Court Opinion

ID: 7972418
Source: CourtListenerOpinion
Date Created: 2022-09-09 00:56:24.16747+00
Date Added: 2024-06-11T16:34:48.691507
License: Public Domain

COLLINS, J.
Action of ejectment to recover possession of four village lots. The answer put in issue the plaintiff’s right to possession, alleged ownership of the property in one of the defendants, the appellant, and also that he had been in actual, hostile, and adverse possession of each of the lots, claiming title, for more than fifteen years prior to the bringing of the action.
It is hardly necessary to say that with these issues it was incumbent upon the plaintiff to establish his title to the property in controversy before he could recover. As to one of these lots — No. 9 in block No. 2 — the evidence was abundantly ample to sustain the conclusion of the trial court that plaintiff held the legal title. His title to this lot was properly and sufficiently traced, through the United States patent, a plat of the village, and sundry mesne conveyances, to himself. But not so with the other lots. There was no testimony whatever tending to show that title to either had ever passed from the government patentee. The conclusion of the trial court that plaintiff was the owner of the three lots last mentioned was wholly unsupported by the proofs, and as to these a new trial must be had.
Belying upon uncontradicted testimony, appellant’s counsel discusses the legal effect of the deeds from defendant George W. Newell to Mr. Bobinson and Mrs. Dyke. As his client has shown no right or title whatever to the premises, except such as may be based upon the claim of adverse possession for the statutory period, this is entirely immaterial to him.
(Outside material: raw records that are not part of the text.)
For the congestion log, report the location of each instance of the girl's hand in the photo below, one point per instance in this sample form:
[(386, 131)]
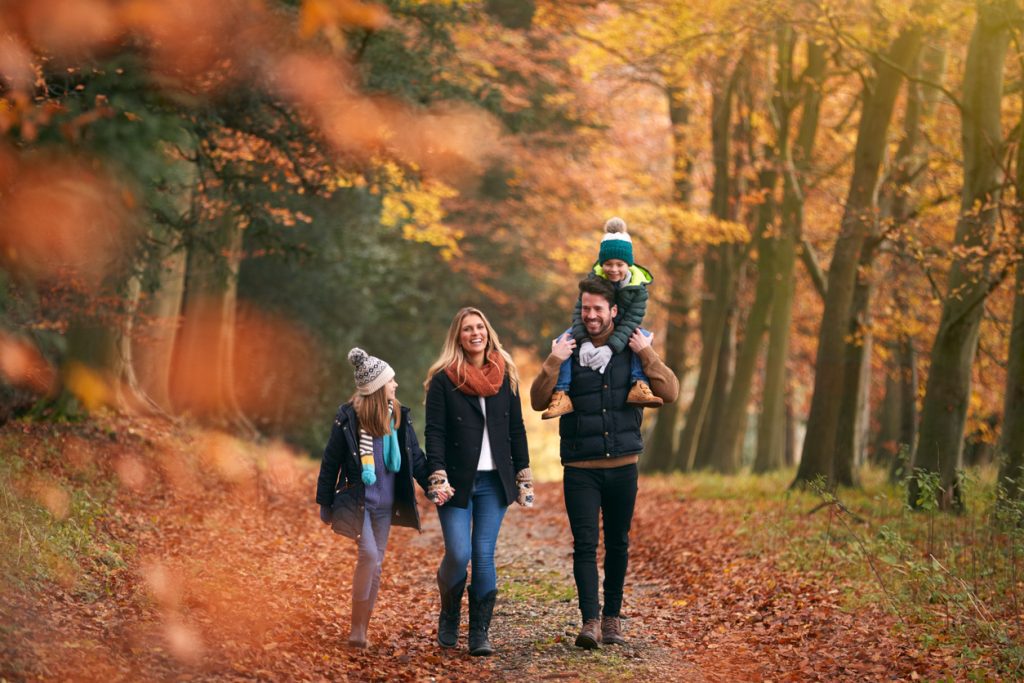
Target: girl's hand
[(439, 491), (524, 482)]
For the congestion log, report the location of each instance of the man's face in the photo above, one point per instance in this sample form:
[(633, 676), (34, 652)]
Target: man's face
[(597, 315)]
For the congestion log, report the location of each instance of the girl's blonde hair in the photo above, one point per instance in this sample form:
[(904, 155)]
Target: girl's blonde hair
[(372, 412), (452, 351)]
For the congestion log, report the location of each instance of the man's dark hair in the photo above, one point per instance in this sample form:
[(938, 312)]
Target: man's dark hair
[(599, 286)]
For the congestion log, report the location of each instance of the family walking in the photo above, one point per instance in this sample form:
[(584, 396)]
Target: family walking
[(596, 379)]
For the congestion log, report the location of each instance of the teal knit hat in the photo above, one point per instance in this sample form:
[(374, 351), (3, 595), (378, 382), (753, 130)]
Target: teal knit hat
[(616, 242)]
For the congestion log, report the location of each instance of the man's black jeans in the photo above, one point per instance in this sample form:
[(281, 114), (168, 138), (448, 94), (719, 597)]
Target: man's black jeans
[(611, 494)]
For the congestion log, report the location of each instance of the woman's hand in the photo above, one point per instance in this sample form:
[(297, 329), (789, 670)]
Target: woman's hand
[(524, 482), (439, 491)]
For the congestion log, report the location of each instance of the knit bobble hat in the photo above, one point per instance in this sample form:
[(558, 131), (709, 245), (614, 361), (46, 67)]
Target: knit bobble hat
[(371, 372), (616, 242)]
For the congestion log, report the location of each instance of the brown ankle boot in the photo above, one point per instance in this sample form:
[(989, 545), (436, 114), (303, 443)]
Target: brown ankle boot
[(559, 406), (590, 635), (641, 394), (611, 631)]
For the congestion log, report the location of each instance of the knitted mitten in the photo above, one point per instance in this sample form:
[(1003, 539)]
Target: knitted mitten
[(524, 481), (369, 476), (437, 485)]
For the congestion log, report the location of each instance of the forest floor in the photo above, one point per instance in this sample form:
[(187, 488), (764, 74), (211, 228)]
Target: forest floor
[(141, 551)]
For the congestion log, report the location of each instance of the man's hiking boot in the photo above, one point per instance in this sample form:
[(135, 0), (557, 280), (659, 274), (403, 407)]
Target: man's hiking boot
[(560, 404), (590, 635), (611, 631), (641, 394)]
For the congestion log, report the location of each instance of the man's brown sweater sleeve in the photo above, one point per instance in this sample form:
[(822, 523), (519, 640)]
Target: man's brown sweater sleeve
[(663, 381), (544, 384)]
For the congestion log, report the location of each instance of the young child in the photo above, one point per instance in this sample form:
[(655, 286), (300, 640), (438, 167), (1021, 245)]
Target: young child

He is not in position to question the nature of the transactions between George W. Newell and the grantees named in the. deeds executed in 1881. Under the rules laid down in Todd v. Weed, 84 Minn. 4, 86 N. W. 756, and Collins v. Colleran, 86 Minn. 199, 90 N. W. 364, it is obvious that the court below was justified in finding, at least as to lot No.'9 in block No. 2, that this appellant had not acquired title by adverse possession. The evidence as to his possession and that of those who preceded him was entirely too meager to justify the court in finding in his favor.
The order appealed from is affirmed as to lot No. 9 in block No. 2, but as to the other lots it is reversed, and a new trial granted.